Faille. Les premiers visés sont les diplômés de niveau master (bac plus cinq), issus des grandes écoles et des universités. Ceux qui souhaitaient avoir une première expérience professionnelle en France obtenaient jusqu’ici facilement un visa salarié. Depuis la «circulaire Guéant» du 31 mai restreignant les possibilités de travailler, les OQTF se sont multipliées, malgré les assurances officielles que «rien n’a changé». Mais il y a aussi tous les autres étudiants d’université que l’on n’entend guère, à qui l’on refuse des visas pour la moindre faille dans leurs dossiers. Les plus modestes sont particulièrement menacés depuis un décret du 6 septembre qui relève à 7 680 euros les ressources annuelles exigées pour un visa étudiant, contre 5 400 euros actuellement.
Emilie Adam Vézina a ce qu’on appelle un «dossier béton». Elle est en situation régulière depuis son arrivée en France en novembre 2005 pour faire un doctorat d’anthropo-sociologie à l’université Paris-VII-Diderot, au sein de l’unité de recherches migrations et société. Chaque année elle a eu un visa étudiant ou scientifique. Mais la préfecture a jugé cette fois que «sa progression dans son cursus n’était pas suffisante», car elle entamait «sa septième année au même niveau d’études». Ignorant qu’il faut souvent de cinq à dix ans pour une thèse en sciences sociales, elle lui a alors donné trente jours pour décamper.

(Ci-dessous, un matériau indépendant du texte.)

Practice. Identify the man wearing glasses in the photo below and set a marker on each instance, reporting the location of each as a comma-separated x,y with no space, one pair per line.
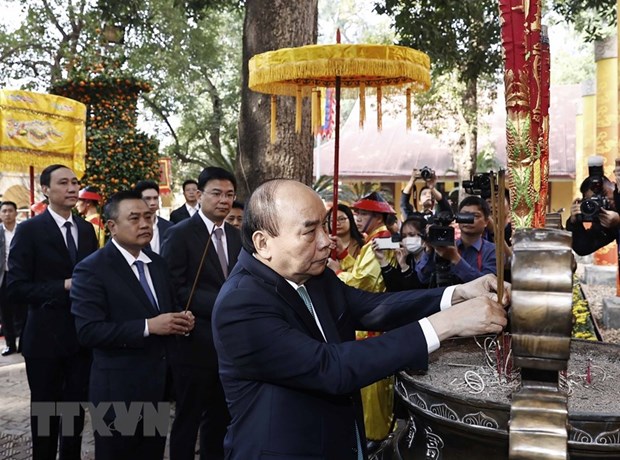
201,251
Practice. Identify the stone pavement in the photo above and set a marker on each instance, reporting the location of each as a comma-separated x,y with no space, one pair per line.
15,443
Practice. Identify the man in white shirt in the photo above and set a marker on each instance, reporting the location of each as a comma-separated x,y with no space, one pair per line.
149,190
191,205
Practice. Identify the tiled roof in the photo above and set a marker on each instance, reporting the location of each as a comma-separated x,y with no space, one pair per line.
391,154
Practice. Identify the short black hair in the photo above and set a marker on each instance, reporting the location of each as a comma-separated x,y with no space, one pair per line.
8,203
111,207
474,200
46,174
215,173
260,213
143,185
189,181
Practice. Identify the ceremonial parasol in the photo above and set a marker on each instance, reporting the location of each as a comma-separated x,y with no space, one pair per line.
301,71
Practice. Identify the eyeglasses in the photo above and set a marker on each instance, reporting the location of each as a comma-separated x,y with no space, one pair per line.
216,194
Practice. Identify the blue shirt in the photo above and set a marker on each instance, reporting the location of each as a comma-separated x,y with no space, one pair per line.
476,261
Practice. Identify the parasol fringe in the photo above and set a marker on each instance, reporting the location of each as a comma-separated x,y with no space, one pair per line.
284,78
316,114
362,105
273,118
379,111
408,109
298,100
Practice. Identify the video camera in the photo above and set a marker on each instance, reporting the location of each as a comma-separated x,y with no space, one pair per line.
479,185
440,233
591,207
426,173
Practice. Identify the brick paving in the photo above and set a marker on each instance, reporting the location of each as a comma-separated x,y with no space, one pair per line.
15,442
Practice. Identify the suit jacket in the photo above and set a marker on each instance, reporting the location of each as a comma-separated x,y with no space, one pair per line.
39,263
179,214
290,394
2,252
182,248
110,308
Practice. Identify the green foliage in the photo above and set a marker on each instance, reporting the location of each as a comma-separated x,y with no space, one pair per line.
456,34
596,18
190,52
118,155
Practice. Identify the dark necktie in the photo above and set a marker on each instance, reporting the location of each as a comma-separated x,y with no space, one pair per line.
71,246
219,248
303,293
144,283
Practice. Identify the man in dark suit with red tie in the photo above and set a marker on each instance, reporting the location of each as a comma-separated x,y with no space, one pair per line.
197,277
43,253
125,311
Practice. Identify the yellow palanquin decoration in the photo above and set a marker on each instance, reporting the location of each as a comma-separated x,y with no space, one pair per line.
300,71
41,129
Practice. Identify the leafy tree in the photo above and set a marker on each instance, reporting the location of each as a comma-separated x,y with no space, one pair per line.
188,51
462,38
595,18
269,25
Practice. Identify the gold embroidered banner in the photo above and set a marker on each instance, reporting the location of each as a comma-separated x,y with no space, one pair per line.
41,129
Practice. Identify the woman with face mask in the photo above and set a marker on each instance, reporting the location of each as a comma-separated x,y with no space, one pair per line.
404,276
349,238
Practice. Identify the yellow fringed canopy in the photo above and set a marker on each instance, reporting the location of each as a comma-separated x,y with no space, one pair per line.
299,71
283,71
41,129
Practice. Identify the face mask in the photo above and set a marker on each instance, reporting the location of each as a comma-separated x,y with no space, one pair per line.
413,244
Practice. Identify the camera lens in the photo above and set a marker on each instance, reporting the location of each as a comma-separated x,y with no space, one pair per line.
589,207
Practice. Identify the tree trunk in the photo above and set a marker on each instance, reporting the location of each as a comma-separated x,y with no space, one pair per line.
466,162
270,25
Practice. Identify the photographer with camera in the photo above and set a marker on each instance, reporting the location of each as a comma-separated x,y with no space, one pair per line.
597,207
446,261
428,196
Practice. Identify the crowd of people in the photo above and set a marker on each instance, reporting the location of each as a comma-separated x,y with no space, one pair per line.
272,336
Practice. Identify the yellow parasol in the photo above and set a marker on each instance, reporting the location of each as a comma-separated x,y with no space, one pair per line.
301,71
37,130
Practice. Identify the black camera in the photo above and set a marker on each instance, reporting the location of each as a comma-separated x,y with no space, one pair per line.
479,185
426,173
591,207
440,233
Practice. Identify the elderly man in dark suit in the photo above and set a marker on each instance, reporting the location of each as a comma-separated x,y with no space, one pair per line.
191,206
198,277
43,253
284,331
125,311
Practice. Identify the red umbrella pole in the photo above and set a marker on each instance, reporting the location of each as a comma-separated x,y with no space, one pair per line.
336,161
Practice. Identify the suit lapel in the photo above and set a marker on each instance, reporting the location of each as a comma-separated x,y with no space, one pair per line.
58,239
233,245
321,307
286,291
203,238
119,266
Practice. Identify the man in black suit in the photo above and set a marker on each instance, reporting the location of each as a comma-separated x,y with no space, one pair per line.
43,253
149,190
191,207
284,331
125,311
12,315
199,394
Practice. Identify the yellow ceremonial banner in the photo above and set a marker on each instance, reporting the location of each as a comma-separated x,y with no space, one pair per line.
41,129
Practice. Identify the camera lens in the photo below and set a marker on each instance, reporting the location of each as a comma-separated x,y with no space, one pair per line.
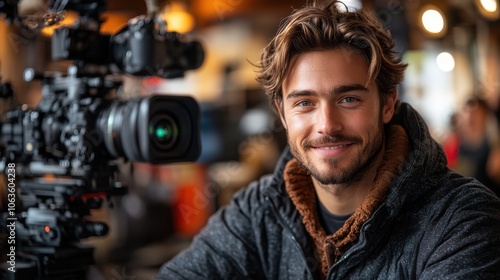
163,131
158,129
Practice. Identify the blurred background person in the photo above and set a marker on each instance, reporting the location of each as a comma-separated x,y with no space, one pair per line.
477,131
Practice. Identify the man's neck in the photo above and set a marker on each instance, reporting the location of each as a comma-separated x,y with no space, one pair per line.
342,199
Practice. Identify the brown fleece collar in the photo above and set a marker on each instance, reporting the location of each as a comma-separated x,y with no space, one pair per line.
299,186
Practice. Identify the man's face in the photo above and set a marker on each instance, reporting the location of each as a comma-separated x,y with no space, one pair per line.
333,116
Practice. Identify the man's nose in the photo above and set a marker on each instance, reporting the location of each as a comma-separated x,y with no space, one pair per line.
329,120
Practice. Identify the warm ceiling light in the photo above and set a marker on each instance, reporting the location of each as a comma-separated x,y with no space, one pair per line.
178,18
433,21
445,61
489,5
69,19
488,9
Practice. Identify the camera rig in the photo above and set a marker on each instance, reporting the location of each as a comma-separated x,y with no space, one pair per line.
64,153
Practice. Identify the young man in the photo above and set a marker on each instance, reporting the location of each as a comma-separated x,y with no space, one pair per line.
363,192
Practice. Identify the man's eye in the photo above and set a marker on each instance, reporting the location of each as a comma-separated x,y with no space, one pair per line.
303,103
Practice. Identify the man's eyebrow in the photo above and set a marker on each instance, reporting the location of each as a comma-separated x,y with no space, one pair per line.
335,91
300,93
347,88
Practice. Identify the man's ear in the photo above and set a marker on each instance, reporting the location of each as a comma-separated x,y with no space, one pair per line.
279,109
389,106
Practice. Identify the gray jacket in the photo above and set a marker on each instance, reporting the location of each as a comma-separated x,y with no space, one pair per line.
434,224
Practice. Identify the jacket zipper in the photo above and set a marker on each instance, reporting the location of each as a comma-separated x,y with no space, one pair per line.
289,231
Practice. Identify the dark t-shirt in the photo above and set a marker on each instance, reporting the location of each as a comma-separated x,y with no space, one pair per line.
330,222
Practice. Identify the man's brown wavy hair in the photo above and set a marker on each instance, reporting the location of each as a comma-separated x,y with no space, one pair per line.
329,25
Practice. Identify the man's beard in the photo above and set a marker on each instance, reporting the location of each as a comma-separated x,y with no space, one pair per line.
355,169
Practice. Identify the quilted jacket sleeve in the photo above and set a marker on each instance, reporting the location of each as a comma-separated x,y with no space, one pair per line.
469,245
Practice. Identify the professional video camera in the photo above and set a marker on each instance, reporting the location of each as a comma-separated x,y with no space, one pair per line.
61,159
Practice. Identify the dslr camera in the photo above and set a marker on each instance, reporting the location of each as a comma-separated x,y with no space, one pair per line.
60,159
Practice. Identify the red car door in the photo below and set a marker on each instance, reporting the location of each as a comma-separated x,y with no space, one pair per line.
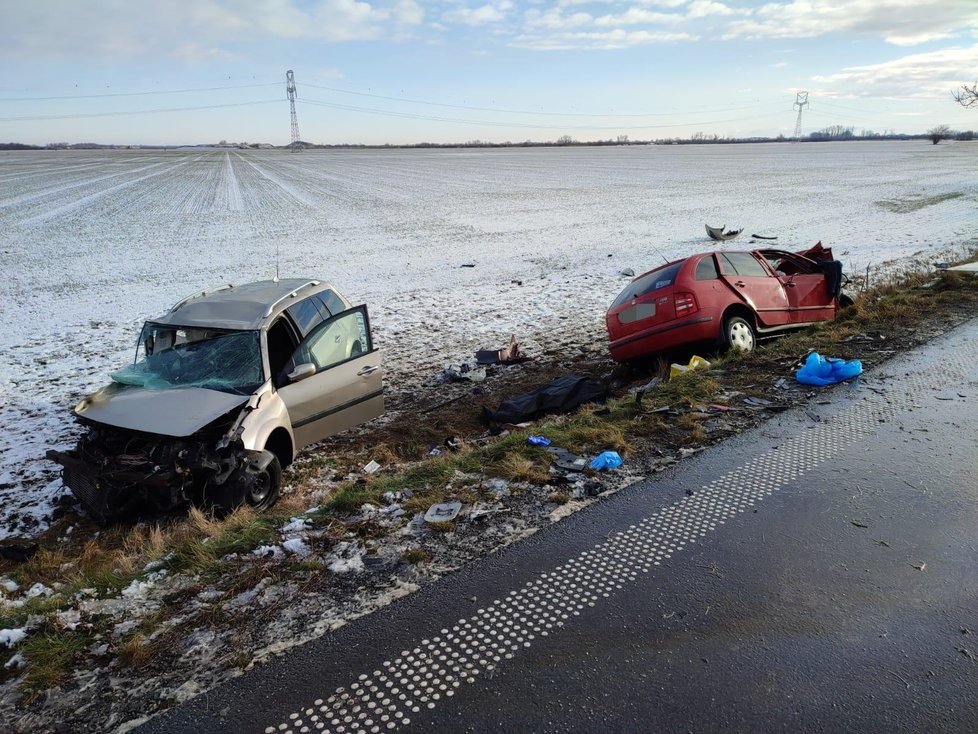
756,284
805,285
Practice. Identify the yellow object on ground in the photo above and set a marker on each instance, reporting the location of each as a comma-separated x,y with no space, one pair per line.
694,363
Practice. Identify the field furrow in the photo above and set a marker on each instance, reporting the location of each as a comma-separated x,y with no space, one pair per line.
93,242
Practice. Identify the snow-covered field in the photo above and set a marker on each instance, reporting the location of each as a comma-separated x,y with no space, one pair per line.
93,242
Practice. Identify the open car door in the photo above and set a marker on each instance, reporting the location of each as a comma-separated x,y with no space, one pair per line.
809,299
756,285
334,380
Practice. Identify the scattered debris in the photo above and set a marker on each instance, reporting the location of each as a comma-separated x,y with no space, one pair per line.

Alors que beaucoup, écœurés, font leurs bagages, Emilie Adam Vézina a décidé de se battre. Très soutenue – par le président de Paris-VII, celui de son labo, etc -, elle a déposé deux recours auprès du tribunal administratif contre son refus de visa.
On ignore les chiffres mais il existe bien d’autres cas. «J’en avais cinquante la semaine dernière rien que dans un institut de la fac, mais je ne saurais dire si c’est à cause de la circulaire Guéant ou pour une autre raison, expliquait hier le président d’une université de la région parisienne. Je vais régulièrement négocier avec la préfecture où j’ai un bon contact. Je n’ai plus qu’une vingtaine de cas aujourd’hui, mais rien ne dit que je n’en aurai pas quarante le mois prochain…» Chacun, dans les grandes écoles et dans les universités, fait ainsi jouer ses réseaux.
sérénité. Il est difficile de croire qu’il n’y ait aucune retombée internationale. Des grandes écoles ont d’ailleurs reconnu avoir enregistré une baisse des inscriptions d’étrangers pour l’an prochain. Mais les représentations diplomatiques françaises ont désormais toutes reçu la lettre rassurante de François Fillon relativisant la «circulaire Guéant». Contacté par Libération, le consulat de France à Shanghai a démenti hier les rumeurs de fâcherie avec les Chinois, qui auraient menacé de ne plus accepter de VIE (volontaires internationaux en entreprise) français. Même sérénité au consulat général d’Atlanta, qui gère la coopération universitaire avec les Etats Unis, où l’on assure que la circulaire «n’a eu aucun effet, les demandes de visas étudiants continuant comme avant».
C’est au Moyen-Orient que la presse est la plus critique à l’égard de la situation des étudiants étrangers en France – l’édition locale du New York Times lui a consacré un long article. Mais c’est le Quotidien du peuple, l’organe du PC chinois, qui a signé l’article le plus féroce le 30 octobre sur son site. Il compare les Américains qui «réservent un bon accueil aux personnes compétentes et qualifiées» aux Français «qui souhaitent les chasser». Puis il accuse Paris de ne rien comprendre à «la mondialisation des élites intellectuelles». «En France, écrit-il, on voit les étrangers non européens comme venant arracher l’emploi et le gagne-pain aux Français. C’est une erreur vulgaire et mesquine.» Dur pour un pays qui s’est mis sur les rangs pour former l’élite chinoise…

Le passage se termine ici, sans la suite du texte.